A study out of Carnegie Mellon University in JAMA tested whether reminding pediatric and family medicine residents of their personal sacrifices might make them more willing to accept a gift from industry.  In the online survey, if the residents where asked about their sacrifices, such as work hours, hours of sleep, salary and education related debt, prior to questions about the acceptability of gifts, then 48% found the gifts acceptable vs 22% in the control group who were asked about the gifts first.

Interestingly, if the residents were also read this: "Some physicians believe that the stagnant salaries and rising debt levels prevalent in the medical profession justifies accepting gifts and other forms of compensation and incentives from the pharmaceutical industry.
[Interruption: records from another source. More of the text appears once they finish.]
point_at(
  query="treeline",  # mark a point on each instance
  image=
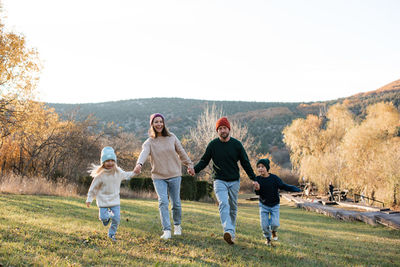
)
(361, 155)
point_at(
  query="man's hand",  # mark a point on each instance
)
(191, 171)
(137, 169)
(256, 186)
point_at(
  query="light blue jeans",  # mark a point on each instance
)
(227, 195)
(269, 219)
(171, 187)
(104, 216)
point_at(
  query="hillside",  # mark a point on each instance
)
(265, 120)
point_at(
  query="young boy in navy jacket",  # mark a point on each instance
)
(266, 185)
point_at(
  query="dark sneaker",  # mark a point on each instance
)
(228, 238)
(274, 235)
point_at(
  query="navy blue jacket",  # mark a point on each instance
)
(269, 193)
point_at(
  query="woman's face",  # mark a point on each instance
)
(262, 171)
(158, 124)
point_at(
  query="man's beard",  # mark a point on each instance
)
(224, 135)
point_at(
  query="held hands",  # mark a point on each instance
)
(191, 171)
(137, 169)
(256, 186)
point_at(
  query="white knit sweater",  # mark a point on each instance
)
(106, 187)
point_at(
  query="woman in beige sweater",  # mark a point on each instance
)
(167, 156)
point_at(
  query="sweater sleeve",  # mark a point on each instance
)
(126, 175)
(257, 192)
(286, 187)
(244, 161)
(93, 189)
(182, 154)
(205, 159)
(145, 152)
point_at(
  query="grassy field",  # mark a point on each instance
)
(60, 231)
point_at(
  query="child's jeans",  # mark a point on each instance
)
(105, 216)
(269, 219)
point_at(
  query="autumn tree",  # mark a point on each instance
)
(362, 157)
(19, 72)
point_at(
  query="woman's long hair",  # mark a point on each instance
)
(153, 133)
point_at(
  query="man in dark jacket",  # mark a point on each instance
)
(225, 152)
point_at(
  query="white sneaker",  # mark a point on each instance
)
(166, 235)
(111, 214)
(177, 230)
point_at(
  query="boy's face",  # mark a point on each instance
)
(262, 171)
(109, 164)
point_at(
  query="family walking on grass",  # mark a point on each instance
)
(166, 157)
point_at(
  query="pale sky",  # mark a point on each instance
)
(248, 50)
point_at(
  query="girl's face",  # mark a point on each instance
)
(262, 171)
(158, 124)
(109, 164)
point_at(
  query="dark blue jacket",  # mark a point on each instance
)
(269, 193)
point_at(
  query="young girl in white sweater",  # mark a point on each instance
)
(105, 187)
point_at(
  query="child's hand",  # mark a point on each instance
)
(137, 169)
(256, 186)
(191, 171)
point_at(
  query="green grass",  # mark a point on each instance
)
(59, 231)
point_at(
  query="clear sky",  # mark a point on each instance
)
(248, 50)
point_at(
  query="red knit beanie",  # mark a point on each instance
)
(223, 122)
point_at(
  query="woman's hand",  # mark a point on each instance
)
(138, 169)
(256, 186)
(191, 171)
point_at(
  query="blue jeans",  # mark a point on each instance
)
(171, 186)
(104, 216)
(227, 195)
(269, 219)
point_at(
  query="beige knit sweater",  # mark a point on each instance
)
(167, 156)
(106, 186)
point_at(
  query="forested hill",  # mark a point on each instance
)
(265, 120)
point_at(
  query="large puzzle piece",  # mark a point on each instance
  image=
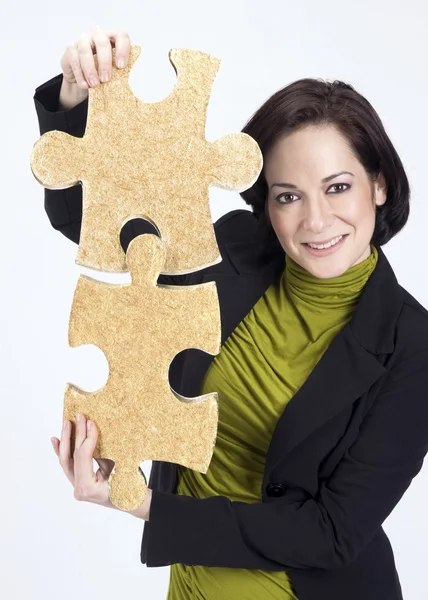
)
(140, 327)
(149, 160)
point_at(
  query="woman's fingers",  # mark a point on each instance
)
(78, 62)
(65, 459)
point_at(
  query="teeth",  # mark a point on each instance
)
(332, 243)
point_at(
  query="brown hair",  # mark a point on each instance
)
(317, 102)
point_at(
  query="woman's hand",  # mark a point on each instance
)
(78, 64)
(89, 486)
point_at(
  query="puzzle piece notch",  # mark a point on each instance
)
(160, 166)
(140, 327)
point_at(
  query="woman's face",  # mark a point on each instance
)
(303, 208)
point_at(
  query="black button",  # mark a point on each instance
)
(275, 489)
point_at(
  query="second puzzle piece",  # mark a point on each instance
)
(149, 160)
(141, 327)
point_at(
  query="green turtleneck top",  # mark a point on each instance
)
(259, 368)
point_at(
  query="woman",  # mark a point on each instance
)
(322, 376)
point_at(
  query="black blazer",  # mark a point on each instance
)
(345, 449)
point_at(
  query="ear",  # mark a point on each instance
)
(267, 211)
(380, 190)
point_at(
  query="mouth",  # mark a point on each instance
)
(328, 250)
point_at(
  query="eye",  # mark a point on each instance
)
(338, 184)
(347, 186)
(282, 195)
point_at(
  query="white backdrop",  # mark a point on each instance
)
(52, 546)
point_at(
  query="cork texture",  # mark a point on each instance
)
(149, 160)
(140, 327)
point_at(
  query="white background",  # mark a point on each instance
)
(52, 546)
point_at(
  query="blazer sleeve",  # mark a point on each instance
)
(64, 207)
(297, 530)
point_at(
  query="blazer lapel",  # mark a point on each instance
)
(352, 363)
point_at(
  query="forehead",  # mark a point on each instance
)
(318, 149)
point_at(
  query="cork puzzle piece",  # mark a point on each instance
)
(151, 161)
(140, 327)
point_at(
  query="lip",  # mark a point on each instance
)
(326, 241)
(326, 251)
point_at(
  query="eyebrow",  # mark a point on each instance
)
(291, 185)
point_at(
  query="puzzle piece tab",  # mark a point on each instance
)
(149, 160)
(140, 327)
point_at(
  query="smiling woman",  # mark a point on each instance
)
(330, 170)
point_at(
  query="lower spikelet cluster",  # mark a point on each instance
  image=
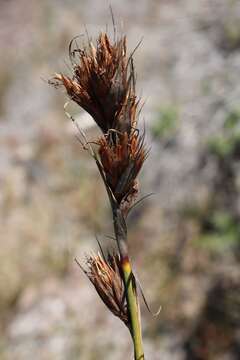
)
(105, 275)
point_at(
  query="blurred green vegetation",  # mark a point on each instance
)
(227, 144)
(165, 124)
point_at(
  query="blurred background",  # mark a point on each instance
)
(184, 240)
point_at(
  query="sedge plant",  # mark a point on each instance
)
(103, 84)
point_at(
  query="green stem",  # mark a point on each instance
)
(120, 229)
(133, 309)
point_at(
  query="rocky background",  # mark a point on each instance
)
(185, 239)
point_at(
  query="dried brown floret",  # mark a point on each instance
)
(122, 159)
(105, 275)
(103, 83)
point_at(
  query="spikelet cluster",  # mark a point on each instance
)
(103, 84)
(105, 275)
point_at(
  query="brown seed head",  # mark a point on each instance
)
(103, 83)
(122, 159)
(105, 275)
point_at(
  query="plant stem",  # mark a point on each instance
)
(133, 309)
(120, 229)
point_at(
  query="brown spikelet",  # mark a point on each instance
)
(122, 160)
(103, 83)
(105, 275)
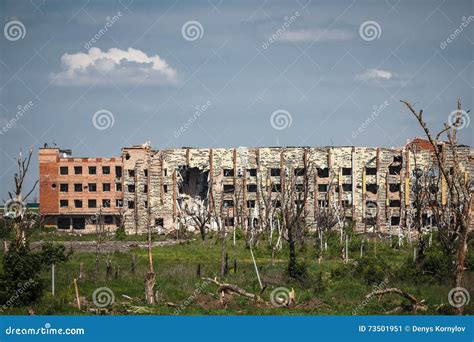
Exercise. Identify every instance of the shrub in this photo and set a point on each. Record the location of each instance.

To what extent do you agree or disagree that this is a good justification?" then 60% found the gifts acceptable.  So reminding residents of their sacrifices, especially if they are provided a rationalization really changes their perceived acceptability of industry-sponsored gifts. Pretty scary.  But what can be done?
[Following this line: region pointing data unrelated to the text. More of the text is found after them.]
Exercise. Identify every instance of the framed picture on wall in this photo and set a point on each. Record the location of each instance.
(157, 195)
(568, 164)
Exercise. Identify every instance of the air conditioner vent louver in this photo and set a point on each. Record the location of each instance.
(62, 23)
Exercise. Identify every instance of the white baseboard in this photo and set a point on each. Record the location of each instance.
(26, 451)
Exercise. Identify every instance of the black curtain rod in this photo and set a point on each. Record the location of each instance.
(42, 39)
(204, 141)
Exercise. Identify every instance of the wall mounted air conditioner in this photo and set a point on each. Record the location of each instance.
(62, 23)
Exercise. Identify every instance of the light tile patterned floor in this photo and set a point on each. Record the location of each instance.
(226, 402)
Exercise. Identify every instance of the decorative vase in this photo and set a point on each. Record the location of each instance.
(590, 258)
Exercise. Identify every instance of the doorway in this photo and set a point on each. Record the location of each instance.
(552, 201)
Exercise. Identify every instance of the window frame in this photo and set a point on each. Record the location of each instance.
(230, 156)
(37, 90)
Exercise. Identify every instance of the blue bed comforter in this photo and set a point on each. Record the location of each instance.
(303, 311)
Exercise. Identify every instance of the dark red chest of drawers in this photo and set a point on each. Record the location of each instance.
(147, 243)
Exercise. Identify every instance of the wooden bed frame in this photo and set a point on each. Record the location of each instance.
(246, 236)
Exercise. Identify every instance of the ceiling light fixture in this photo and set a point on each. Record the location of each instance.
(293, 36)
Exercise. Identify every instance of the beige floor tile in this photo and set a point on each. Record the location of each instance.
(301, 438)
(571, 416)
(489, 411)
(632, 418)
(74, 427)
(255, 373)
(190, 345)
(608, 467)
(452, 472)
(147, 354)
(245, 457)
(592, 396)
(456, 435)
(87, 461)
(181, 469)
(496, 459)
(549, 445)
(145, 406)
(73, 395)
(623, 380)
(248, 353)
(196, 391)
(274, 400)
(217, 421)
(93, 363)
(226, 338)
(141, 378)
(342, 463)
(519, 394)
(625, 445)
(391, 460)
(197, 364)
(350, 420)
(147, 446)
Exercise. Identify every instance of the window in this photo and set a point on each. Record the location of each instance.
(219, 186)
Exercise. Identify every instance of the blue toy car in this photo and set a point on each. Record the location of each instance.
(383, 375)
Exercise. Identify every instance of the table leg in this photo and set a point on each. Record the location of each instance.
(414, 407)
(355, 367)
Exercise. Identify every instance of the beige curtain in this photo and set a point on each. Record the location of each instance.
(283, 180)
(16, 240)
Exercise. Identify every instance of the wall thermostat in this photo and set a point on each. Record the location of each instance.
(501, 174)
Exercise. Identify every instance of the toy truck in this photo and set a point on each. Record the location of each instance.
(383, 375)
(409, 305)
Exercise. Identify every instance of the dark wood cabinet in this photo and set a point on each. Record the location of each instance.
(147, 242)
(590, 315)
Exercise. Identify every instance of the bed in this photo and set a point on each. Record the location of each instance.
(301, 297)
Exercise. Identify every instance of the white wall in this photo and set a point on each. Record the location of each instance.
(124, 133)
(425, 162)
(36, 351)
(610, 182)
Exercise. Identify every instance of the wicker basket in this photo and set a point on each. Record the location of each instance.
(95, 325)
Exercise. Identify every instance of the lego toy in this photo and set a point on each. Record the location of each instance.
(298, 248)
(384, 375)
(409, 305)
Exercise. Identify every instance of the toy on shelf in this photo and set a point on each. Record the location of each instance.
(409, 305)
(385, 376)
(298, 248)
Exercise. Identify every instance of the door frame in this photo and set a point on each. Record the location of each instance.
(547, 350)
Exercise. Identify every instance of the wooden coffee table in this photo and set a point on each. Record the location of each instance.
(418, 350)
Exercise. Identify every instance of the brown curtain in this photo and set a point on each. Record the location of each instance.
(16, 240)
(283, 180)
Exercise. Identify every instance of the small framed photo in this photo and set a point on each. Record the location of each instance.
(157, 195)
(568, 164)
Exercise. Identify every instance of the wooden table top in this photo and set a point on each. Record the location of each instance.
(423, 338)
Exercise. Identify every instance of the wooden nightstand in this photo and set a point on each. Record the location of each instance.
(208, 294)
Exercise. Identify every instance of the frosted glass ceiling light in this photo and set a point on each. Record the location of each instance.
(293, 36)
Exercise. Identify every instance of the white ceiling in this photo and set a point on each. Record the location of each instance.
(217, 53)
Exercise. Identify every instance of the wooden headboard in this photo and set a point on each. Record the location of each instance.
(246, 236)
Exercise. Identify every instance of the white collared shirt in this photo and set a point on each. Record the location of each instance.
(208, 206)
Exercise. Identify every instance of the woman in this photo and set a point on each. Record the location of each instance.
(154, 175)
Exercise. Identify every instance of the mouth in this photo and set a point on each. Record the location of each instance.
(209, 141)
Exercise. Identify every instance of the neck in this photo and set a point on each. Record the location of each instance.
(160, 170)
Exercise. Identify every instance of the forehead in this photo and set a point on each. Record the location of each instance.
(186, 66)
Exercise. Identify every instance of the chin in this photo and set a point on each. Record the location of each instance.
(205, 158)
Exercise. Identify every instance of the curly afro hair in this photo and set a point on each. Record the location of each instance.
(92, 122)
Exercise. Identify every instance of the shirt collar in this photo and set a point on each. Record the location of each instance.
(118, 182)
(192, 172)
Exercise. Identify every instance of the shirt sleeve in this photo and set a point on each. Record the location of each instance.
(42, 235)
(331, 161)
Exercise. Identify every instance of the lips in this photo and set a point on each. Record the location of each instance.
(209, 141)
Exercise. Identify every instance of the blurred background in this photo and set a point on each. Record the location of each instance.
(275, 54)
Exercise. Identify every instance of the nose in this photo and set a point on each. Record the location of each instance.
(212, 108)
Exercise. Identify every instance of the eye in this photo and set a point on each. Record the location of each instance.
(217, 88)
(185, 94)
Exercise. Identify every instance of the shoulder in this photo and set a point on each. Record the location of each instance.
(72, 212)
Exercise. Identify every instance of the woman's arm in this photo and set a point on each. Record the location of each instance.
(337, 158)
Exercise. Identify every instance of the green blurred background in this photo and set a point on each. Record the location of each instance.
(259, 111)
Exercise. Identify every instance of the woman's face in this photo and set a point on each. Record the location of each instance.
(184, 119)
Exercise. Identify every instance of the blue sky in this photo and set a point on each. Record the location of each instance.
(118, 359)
An accompanying editorial by Pauker and Wong from Tufts discusses, among many things, the lack of training medical students receive in managing their many conflicts "regarding ethical principles about personal economic behavior, the ethics of patient care (eg, beneficence vs autonomy), or multifaceted loyalties (eg, to patients, institutions, society, or third-party payers)."  They highlight the 'theory of constraints thinking process" (TOCTP) and it's core conflict resolution diagram, the evaporating cloud. This 'dark cloud' can be evaporated when subjected to logic techniques.  The example they provide might take a few readings to understand, but seems to make sense on paper.  I'm not sure how such techniques could be implemented, however.